In quadratic programming, the KKT conditions simplify to a linear complementarity problem, serving as exact optimality criteria that sequential methods approximate for general nonlinear cases.
As an illustrative example, consider the simple problem \min_{x \in \mathbb{R}} x^2 subject to x \geq 1, or equivalently g(x) = 1 - x \leq 0. The unconstrained minimizer x = 0 violates the constraint, so check x^* = 1. Here, f(x) = x^2, \nabla f(1) = 2, and \nabla g(1) = -1. Stationarity requires $2 + \mu^* (-1) = 0, so \mu^* = 2 \geq 0. Primal feasibility holds as g(1) = 0 \leq 0, and complementary slackness is $2 \cdot 0 = 0. Thus, x^* = 1 satisfies the KKT conditions under LICQ (single active gradient).
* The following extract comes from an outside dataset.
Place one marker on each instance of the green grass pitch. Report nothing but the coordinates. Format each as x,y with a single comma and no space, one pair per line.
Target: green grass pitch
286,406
Newton-Type Methods in Optimization
Newton-type methods in optimization leverage second-order information, specifically the Hessian matrix of the objective function or Lagrangian, to compute search directions that accelerate convergence compared to first-order methods like gradient descent. These methods form the foundation for sequential quadratic programming (SQP) by approximating the nonlinear problem locally with quadratic models.[17]
In unconstrained optimization, the Newton method seeks to minimize a twice-differentiable function f: \mathbb{R}^n \to \mathbb{R} by iteratively solving the system \nabla^2 f(x_k) d_k + \nabla f(x_k) = 0 for the step d_k, yielding the update x_{k+1} = x_k + d_k. Near a strict local minimum where the Hessian is positive definite, this method exhibits quadratic convergence, meaning the error reduces quadratically with each iteration.[17]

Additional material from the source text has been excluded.